# Gold Cruise cruise control



## biggirafe (Oct 28, 2009)

Hi Guys
Does anyone have any experiance of Gold Cruise Control Systems?

We went to Devon this weekend and I had endless trouble getting mine to engage on the motorway. Whether it came on seemed to be totally hit and miss. Sometimes it came on as soon as I clicked the button other times not at all, then 5 minutes later after pushing the button 10 -20 times it would come on. I have changed the battery in the infrared remote. Is there anything that can be serviced or checked?

Any help appreciated


----------



## The Grand Wanderer (Oct 29, 2009)

*Gold cruise control*

Hi Biggirafe,
Aftermarket cruise control systems are always difficult to fix.
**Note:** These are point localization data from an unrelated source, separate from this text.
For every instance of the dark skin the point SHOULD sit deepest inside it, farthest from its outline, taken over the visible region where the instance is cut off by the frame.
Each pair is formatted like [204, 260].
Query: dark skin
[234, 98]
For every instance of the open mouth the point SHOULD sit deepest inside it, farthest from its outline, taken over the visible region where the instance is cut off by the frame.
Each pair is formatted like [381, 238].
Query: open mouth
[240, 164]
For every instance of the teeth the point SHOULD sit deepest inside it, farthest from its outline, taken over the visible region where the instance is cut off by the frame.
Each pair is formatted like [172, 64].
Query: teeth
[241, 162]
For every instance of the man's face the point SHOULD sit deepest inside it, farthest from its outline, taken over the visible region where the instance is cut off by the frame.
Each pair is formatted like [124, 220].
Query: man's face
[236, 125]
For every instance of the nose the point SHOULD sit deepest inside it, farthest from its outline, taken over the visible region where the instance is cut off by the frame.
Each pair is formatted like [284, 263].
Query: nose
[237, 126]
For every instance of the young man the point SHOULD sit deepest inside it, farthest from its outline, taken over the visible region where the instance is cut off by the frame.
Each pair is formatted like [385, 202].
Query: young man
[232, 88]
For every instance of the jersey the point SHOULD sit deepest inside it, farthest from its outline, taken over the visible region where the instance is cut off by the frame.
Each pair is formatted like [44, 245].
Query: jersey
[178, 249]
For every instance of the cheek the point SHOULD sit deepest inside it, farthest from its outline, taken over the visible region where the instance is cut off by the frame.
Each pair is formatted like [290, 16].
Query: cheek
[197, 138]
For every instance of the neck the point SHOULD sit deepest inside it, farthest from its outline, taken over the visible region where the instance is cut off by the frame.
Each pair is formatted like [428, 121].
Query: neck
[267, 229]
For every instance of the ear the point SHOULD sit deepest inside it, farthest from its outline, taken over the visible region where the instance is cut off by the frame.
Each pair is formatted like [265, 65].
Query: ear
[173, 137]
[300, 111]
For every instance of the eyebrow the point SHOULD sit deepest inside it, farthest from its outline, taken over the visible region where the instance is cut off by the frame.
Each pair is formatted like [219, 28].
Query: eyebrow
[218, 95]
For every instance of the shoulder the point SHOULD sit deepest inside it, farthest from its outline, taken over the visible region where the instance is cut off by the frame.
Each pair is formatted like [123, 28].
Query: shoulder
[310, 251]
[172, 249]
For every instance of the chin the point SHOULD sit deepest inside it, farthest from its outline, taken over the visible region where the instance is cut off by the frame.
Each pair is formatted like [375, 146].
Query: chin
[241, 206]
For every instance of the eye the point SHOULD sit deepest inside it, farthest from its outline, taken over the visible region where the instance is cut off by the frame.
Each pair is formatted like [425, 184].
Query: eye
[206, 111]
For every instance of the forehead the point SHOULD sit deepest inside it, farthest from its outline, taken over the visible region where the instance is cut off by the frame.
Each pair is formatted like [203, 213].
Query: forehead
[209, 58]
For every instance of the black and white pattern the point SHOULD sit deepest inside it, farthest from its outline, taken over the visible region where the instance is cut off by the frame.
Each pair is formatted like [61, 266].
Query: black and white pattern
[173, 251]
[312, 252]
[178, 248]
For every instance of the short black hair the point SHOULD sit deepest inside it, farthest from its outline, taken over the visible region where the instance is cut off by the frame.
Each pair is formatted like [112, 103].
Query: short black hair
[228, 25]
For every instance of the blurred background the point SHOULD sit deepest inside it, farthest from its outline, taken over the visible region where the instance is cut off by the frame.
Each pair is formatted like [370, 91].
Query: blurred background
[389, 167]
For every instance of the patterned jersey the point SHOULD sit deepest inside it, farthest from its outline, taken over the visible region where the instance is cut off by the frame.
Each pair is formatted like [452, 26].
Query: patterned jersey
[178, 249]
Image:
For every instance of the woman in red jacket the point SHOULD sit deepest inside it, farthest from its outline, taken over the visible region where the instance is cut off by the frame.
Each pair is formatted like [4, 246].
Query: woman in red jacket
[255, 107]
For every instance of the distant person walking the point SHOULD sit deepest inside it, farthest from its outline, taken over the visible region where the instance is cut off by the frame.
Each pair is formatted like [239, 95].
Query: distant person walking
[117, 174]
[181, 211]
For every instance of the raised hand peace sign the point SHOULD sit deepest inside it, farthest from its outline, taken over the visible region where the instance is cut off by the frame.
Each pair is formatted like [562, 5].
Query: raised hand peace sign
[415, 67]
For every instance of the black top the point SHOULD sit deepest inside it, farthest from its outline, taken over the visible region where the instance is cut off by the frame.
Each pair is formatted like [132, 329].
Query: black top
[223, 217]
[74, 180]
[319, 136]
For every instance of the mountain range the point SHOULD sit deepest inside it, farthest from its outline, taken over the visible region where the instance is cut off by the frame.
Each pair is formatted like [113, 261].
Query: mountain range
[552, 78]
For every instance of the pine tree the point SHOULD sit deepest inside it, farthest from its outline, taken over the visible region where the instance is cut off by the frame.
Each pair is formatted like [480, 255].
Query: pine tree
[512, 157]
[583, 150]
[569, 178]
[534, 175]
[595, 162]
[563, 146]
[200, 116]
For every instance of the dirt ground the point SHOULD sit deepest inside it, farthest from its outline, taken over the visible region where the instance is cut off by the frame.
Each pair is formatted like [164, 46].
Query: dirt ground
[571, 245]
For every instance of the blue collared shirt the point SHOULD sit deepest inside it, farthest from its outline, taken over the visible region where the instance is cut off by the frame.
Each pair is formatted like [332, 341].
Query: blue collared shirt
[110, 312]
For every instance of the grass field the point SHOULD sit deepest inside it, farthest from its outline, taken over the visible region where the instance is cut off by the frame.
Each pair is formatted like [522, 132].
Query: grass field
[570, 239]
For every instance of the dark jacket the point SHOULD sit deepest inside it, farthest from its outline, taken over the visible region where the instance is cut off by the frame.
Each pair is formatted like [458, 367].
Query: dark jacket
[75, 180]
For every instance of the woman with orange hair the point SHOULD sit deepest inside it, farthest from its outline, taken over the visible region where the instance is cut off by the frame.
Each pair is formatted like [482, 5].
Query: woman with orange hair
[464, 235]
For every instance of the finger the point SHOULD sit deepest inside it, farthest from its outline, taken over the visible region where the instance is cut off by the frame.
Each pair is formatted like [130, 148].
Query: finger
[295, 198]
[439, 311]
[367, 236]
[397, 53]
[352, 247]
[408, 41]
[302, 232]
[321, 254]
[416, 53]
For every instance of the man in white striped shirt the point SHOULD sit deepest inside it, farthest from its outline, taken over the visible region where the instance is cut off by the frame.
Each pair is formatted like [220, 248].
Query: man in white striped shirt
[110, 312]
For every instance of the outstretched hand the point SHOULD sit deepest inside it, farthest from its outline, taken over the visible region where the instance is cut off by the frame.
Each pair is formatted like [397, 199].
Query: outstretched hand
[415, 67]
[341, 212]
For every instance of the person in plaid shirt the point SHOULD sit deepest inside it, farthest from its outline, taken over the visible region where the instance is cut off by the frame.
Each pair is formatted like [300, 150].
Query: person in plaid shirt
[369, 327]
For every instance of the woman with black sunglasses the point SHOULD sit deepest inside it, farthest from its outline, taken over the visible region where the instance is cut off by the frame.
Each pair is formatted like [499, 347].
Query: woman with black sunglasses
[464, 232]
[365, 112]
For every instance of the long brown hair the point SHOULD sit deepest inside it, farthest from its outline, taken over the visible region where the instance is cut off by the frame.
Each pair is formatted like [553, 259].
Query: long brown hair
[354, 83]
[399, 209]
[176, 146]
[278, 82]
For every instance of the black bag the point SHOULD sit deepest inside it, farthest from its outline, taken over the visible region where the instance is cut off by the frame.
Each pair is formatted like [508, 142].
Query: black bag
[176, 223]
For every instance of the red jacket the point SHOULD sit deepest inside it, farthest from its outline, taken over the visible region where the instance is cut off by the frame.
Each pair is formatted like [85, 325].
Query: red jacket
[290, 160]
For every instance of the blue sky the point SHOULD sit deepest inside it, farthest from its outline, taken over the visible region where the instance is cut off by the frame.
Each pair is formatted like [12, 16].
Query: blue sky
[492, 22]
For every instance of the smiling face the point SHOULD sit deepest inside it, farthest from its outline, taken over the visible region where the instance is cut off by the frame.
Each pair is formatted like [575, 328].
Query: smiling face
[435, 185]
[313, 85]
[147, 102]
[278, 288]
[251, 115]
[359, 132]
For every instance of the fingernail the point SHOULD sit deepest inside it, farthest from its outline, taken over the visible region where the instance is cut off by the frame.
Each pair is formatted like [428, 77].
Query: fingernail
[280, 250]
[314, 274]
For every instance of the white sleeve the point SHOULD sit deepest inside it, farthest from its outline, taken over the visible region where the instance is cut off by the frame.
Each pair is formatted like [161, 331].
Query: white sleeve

However this page I found on the web does deal with fault rectifcation. Seems best option is to take all conections apart, clean throughly, smear lightly with vasaline and reassemble.
Best of luck.
regards,
Wanderer


----------



## biggirafe (Oct 29, 2009)

Thanks, I was not even aware that I could adjust the setup of the CC. It would not surprise me to find that the CC has lost all its settings as it was parked for some time prior to us purchasing it in August. I think I will work from home this afternoon


----------



## Mastodon (Oct 30, 2009)

I fitted a gold crise control from Conrad Anderson. Had no problems with it once it was set up. If you're using the IR control, check that the transmitter can 'see' the reciever.


----------



## biggirafe (Nov 1, 2009)

Thanks all for your help. The website proved to be useful. Initially I followed the setup instructions but was not getting any 'beeps' from the unit. so I traced the CC Unit under the dash and check all the connections. Whilst looking at the unit I spotted what I guessed was a reset button and after pushing it I began getting beeps again. I figured that the reset will have reset it to factory settings so I did go through the entire setup again.

We went out this weekend and the CC worked perfectly whenever I used it.

Job Done, no money spent 
Thanks again guys.


----------